Yesterday, Cyndi Laurin presented at the World Business Capability Conference about The Four Pillars of Organizational Greatness. Cyndi discussed one analogy that stuck in my mind as it took me back to my days as a philosophy student. Cyndi asked which part of a car is the most essential. The audience mentioned several options, and then it dawned on me that this analogy is much like a famous line of reasoning in Buddhist philosophy about the self, which I will use to show that there is no such thing as an organisation and that no one part of an organisation is essential or more important than another.
The idea of the firm in Buddhist management
The Buddhist management view of the firm would be that there is no such entity, illustrated by a debate between King Milinda and the Buddhist monk Nagasena.1
Following the analogy used by the monk, we can compare a firm with a chariot, or in more modern terms a car. None of the individual parts of the car (the wheels, the engine, the radio and so on), are the car. Nor can you say that the combination of the parts is the car. We can not discover a firm at all, only the word that denotes the idea of the business. A business consists of its parts, just like a car does. None of the components of the firm, however, are the firm. No part is less important than the other—although followers of the Lean philosophy will disagree on this one.

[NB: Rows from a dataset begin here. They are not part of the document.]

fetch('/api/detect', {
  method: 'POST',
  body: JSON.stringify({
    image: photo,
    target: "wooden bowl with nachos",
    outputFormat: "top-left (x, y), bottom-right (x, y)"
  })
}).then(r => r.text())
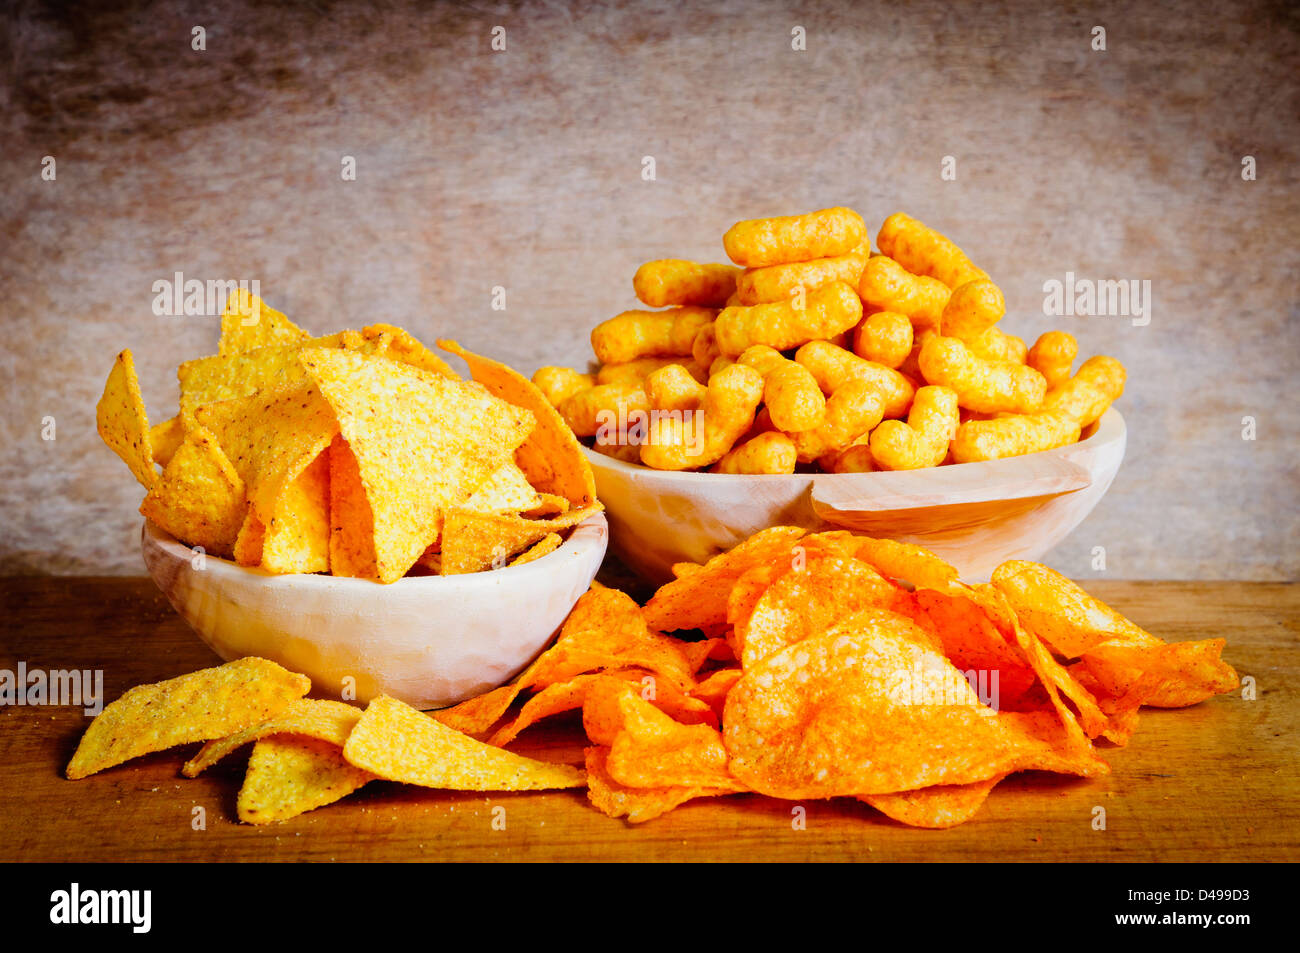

The Buddhist management argument extends to management in that a firm is not about its constituent parts, but a firm is a cycle of cause and effect, or in Buddhist terms, Karma. A firm is not about its CEO, the share price, employees, customers or fancy headquarters. A company, just like a person, is defined by the actions it takes and their results.
Following the Buddhist view to its conclusion, there is only one pillar of organisational greatness: the actions taken by the organisation and the impact these actions have on the beneficiaries.